Tools

Posted to the CCK08 Blog, August 1, 2008.


Thinking aloud about what tools we want to use, drawing from George's post on the weekly activities.


Each week will have a clearly defined topic. The topic will be introduced by a short article or introduction (in this case, a two page description or opinion piece)


OK, I would like to actually distribute these, and not just passively hope that people will visit the website. Thus I would like people to have to option sign up for a mailing list or to sign up for an RSS feed.


The more I think about this, the more I am inclined to want to use my own gRSShopper tool for this. It allows both types of subscriptions. And we will be able to include other content with the mailouts. And I have experience using it with thousands of subscribers. See http://grsshopper.downes.ca for more information.



Also: note that George says that each week begins with the clearly defined topic. I actually think we should have a mailout each weekday. More on this below.


or podcast, or whatever. Some weeks both Stephen and I will post an introductory piece, other weeks only one of us will.


I had originally thought I would want to longer talks, but on second thought, posting a one-hour video is probably not very effective. We want people to be able to actually view these, and people mostly won't view a one-hour video.


That said, my intention is to provide content for each week – certainly an introductory piece at the beginning of each week, and likely some follow-ups. I will offer (more or less) the same content through various media, including:

- Slideshare (with slide downloads)

- YouTube or Google Video (with video download)

- Odeo (with audio RSS download, and enclosures in the RSS feed)


- Text, as articles posted somewhere (either here or in gRSShopper)


Links to external resources for additional reading/viewing will be provided weekly as well.


Again, gRSShopper provides this; the format could be similar to OLDaily's (we can adapt the template for this course if we desire).


These links will appear as posts in the daily mailout, as well as the RSS feed, and will be provided by both George and I.


Short podcasts and opinion pieces will be presented – i.e. "Stephen's views" "George's views". Stephen and I share many overlapping views of knowledge and learning. But a few core disagreements exist. We'll try and provide a diversity of thought – complimentary and at times in conflict – for you to consider.


See above.


Discussions will be held in asynchronous forums like blogs, moodle, and wikis. Use of the course code – CCK08 for tagging posts or sharing del.icio.us resources will be helpful.



This is a key point. I don't think it will be helpful to try to provide some sort of common discussion forum or content management system. It would mean that everybody had to learn the system and that they would be constrained by the limits of the system.


We want people to be able to discuss things wherever they feel comfortable. That's why George talks about blogs, Moodles and wikis, and recommends a course code.


We want to encourage people – either as individuals or groups – to establish whatever web presence they want for the course. We can throw up an open wiki or Moodle for people who want that, perhaps. But those will not be the course and we will not favour any locally hosted system.


Basically, what we will be asking is for: people who would like to participate in the course discussion to send us their RSS feed. We will aggregate the RSS feeds and post links and summaries to the daily mailout. Most of this can be done automatically by gRSShopper, organizing discussion around links or topics.


Assignments and activities for participants who have enrolled "for-credit" will be required for completion/reflection on a weekly basis as well. Full assignment details will be provided to all enrolled learners.


Basically, what we're looking at here, I think, is for enrolled students to complete assignments by creating summaries and perspectives on the course discussion. Again, there is no need to create a centralized platform for this; students can use blogs or whatever.


Weekly live lectures and presentations will be held as well. These lectures will likely be delivered in Elluminate.



This will be a challenge as the course enrollment exceeds the Elluminate license by a factor of ten. We may want to reconsider how we conduct live events.


I would like to explore using a set-up similar to that used by Ed Tech talk (or maybe even their actual tools – we could discuss this). They have a lot of experience with the live show and we should draw from that.

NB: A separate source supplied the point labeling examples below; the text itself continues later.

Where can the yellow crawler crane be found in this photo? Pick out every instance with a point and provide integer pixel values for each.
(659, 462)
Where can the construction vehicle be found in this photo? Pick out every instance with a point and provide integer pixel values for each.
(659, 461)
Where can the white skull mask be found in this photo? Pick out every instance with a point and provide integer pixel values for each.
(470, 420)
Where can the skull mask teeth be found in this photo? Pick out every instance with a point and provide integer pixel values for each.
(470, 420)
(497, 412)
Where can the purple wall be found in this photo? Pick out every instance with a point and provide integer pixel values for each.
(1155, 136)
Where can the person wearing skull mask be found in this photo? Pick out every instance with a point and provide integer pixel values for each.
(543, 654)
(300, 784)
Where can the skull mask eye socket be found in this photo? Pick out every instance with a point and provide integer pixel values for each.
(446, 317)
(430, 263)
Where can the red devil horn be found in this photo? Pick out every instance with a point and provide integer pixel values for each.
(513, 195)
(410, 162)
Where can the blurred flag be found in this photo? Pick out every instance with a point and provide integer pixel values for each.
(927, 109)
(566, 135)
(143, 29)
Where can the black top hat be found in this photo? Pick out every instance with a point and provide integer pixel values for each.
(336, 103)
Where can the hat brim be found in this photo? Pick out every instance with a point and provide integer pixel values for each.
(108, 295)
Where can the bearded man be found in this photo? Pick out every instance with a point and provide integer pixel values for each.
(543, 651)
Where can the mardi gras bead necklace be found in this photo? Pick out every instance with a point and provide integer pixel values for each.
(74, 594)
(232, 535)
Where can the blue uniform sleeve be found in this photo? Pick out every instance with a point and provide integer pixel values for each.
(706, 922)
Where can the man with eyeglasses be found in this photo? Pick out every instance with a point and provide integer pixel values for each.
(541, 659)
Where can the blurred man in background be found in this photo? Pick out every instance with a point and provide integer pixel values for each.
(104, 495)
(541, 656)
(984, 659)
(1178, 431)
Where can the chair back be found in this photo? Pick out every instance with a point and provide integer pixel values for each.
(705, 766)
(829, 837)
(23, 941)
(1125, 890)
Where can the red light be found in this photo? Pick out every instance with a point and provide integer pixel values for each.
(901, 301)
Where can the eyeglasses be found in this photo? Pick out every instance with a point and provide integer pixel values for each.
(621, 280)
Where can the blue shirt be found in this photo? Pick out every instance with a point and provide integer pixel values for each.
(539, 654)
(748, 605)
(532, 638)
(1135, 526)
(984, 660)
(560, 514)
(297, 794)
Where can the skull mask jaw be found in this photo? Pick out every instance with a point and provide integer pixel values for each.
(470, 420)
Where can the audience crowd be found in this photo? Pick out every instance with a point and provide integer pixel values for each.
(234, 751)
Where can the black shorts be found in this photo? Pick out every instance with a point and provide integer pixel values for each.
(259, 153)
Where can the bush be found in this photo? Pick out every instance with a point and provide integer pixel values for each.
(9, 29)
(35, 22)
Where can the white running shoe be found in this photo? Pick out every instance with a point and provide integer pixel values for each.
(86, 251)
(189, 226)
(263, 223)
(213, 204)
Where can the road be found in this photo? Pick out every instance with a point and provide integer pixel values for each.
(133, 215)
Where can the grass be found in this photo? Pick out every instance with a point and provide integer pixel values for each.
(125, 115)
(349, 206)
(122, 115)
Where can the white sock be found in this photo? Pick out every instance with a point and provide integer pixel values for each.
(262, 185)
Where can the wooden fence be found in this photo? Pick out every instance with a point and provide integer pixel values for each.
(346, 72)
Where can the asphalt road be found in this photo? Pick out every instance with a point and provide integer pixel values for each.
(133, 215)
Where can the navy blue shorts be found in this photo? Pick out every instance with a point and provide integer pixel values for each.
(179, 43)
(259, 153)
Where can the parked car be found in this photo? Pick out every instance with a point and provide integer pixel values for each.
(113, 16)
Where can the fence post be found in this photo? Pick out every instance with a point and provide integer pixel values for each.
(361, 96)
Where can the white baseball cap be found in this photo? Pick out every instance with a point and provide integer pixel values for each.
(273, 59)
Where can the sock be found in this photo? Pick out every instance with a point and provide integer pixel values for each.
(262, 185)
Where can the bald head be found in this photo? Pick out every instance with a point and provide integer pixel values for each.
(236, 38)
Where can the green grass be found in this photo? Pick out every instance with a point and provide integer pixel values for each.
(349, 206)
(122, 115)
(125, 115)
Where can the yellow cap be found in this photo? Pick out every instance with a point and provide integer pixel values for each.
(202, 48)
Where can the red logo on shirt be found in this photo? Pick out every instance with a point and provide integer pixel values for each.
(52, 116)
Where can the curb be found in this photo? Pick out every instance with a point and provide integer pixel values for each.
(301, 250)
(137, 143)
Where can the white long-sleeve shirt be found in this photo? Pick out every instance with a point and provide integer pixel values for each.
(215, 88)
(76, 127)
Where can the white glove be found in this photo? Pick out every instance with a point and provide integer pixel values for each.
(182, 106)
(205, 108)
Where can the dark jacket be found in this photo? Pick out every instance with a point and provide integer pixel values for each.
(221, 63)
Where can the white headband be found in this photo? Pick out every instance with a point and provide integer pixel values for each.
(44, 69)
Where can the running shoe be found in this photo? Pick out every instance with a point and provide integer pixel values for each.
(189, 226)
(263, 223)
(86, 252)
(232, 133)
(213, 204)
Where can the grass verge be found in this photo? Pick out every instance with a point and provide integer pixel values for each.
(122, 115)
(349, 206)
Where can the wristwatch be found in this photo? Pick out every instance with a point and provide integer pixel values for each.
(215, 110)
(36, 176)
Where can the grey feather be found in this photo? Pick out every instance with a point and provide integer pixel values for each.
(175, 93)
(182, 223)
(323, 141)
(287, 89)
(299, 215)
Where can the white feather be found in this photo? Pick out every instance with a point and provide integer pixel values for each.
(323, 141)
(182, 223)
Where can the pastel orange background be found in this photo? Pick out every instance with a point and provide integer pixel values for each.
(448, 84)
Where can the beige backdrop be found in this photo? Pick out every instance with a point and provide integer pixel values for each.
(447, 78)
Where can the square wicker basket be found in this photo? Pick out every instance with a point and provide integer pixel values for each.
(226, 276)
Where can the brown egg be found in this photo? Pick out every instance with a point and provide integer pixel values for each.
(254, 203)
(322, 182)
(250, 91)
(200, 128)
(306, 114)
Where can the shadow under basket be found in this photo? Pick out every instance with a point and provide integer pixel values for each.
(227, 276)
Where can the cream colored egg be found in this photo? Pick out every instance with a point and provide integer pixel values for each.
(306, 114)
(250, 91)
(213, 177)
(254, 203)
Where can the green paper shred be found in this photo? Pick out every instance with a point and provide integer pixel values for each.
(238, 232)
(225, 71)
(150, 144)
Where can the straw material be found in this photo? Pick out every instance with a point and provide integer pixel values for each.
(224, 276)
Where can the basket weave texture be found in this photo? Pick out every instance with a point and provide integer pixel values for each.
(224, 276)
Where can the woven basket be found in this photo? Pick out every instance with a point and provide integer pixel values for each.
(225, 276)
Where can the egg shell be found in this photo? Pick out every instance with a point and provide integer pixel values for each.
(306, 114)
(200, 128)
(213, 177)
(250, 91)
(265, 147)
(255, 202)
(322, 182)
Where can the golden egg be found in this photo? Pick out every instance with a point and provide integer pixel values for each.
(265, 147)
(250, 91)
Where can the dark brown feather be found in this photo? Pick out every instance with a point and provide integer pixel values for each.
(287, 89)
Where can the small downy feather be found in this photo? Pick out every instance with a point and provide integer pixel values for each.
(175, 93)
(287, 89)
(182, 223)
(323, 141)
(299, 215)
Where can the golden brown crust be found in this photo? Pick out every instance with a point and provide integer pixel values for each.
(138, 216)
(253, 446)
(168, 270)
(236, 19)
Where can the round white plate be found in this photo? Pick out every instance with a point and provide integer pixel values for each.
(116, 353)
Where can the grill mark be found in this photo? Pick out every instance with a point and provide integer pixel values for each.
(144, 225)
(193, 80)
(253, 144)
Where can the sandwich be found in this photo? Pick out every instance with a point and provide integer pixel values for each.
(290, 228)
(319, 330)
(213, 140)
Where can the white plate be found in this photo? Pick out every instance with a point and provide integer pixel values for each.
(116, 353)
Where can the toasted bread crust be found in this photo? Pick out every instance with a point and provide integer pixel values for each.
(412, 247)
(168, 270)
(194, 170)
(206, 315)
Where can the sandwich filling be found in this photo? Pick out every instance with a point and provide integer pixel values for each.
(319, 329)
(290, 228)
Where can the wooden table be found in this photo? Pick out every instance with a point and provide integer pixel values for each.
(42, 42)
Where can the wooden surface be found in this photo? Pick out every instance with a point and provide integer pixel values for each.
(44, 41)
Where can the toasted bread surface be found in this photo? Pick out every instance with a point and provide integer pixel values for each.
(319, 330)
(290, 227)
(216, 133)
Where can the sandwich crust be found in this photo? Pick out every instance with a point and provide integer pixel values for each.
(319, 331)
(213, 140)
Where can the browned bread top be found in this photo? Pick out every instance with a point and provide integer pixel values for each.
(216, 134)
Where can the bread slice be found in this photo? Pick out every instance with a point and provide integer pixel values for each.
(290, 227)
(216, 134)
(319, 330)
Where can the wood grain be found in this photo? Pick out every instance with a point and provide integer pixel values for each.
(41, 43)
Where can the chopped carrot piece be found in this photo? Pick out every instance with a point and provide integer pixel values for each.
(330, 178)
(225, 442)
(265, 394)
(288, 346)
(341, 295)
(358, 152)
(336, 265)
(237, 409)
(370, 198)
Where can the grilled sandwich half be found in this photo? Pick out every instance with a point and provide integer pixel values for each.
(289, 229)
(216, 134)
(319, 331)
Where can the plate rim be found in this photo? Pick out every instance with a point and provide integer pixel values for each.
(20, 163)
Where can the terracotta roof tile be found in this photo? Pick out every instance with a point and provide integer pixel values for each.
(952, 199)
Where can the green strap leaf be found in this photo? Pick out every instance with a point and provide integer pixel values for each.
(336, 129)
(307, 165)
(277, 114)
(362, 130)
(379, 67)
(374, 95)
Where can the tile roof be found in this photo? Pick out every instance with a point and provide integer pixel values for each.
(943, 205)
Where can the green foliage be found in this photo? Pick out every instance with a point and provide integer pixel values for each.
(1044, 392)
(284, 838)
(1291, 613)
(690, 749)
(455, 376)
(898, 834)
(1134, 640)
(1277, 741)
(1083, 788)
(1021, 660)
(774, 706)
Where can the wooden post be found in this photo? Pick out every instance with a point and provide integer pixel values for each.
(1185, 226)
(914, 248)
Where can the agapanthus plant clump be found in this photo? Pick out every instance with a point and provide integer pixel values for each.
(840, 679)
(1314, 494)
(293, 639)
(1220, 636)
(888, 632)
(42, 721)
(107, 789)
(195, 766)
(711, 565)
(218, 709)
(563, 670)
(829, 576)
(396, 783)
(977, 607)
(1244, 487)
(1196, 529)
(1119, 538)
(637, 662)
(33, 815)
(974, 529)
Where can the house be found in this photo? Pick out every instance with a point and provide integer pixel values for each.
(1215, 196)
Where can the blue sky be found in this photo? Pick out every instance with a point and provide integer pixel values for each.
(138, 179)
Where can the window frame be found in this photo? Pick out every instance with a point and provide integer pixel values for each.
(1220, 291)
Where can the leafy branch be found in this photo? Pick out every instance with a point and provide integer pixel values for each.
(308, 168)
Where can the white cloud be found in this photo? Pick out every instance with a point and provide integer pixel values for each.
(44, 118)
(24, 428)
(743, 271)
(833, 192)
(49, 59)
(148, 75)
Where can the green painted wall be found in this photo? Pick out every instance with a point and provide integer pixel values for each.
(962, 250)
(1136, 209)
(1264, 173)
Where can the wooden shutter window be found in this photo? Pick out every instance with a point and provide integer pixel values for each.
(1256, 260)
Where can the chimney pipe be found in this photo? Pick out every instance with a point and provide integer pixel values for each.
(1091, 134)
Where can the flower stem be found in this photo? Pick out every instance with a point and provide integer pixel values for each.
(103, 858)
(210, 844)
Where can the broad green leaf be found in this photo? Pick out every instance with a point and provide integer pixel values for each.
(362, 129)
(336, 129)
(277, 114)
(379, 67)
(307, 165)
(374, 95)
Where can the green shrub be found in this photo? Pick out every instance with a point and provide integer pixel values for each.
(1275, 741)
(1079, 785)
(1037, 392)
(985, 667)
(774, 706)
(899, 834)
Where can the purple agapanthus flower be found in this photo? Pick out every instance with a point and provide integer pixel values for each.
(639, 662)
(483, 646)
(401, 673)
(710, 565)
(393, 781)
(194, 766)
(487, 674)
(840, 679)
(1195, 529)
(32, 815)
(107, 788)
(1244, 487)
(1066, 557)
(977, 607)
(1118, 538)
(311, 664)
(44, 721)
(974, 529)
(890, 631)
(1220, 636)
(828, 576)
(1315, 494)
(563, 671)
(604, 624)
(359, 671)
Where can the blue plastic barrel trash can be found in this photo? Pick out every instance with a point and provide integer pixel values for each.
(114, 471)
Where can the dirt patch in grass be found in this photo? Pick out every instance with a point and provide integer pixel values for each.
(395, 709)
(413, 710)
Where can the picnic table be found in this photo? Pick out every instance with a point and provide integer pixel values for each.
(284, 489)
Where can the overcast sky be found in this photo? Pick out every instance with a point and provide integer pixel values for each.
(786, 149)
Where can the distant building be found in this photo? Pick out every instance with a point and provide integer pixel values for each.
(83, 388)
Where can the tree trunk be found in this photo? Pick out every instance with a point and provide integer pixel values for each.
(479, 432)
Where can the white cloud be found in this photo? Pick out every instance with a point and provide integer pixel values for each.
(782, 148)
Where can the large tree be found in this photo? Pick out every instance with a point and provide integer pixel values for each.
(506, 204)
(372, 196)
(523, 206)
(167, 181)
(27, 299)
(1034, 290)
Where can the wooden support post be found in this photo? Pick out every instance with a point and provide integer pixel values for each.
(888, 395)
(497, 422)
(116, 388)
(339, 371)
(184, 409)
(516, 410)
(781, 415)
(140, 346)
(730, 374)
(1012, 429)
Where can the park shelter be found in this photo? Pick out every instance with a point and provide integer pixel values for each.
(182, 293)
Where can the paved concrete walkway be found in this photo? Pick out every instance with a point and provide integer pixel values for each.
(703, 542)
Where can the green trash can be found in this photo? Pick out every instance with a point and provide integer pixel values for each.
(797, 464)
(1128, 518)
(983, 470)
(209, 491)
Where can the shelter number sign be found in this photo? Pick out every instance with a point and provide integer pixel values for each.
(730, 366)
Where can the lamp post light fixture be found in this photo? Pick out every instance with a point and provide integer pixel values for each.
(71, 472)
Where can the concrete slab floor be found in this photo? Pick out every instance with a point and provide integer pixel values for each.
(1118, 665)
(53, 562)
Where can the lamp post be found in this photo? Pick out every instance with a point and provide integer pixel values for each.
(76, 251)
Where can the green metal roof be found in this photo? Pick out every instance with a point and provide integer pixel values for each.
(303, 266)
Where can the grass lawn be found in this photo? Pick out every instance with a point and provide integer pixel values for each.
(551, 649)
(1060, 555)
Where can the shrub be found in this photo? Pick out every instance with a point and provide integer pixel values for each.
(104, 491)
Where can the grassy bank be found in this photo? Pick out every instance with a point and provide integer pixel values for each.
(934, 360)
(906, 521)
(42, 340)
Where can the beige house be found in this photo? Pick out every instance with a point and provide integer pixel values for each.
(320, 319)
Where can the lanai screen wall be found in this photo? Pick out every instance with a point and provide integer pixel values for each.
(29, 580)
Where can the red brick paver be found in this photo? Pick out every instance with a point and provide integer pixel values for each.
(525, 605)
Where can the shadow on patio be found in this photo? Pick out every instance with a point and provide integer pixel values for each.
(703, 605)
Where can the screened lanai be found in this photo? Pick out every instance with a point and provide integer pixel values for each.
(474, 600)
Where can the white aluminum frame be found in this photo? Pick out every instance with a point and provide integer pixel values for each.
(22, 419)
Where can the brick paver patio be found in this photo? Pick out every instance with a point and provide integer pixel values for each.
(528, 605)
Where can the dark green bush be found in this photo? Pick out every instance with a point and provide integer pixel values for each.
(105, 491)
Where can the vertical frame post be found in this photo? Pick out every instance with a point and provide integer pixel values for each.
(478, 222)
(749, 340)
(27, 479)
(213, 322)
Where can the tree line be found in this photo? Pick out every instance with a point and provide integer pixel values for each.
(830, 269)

They will be recorded for participants who are in different time zones and prefer not to get up in the middle of the night to listen to two Canadians presenting :) .


Also, the Ed Tech Talk recordings don't require proprietary players… :p


We will likely have a series of guest presenters through out the course…more information soon.


What is key to me, I think, is that our interactions during the course be more like conversations than presentations. More like talk radio than National Geographic. The reason for this is that it's more interesting and allows us to integrate diverse voices more easily.



Mind maps of key discussion topics will be co-created with participants at the conclusion of each week.


Not a bad idea, though I am not a mind-map person. George can suggest a technology here…?


That said, I'd like to see other artifacts created by participants. What would really interest me, for example, are photo-slides created by participants and stored as a Flickr group. Like this (there's a better example out there but I can't find it).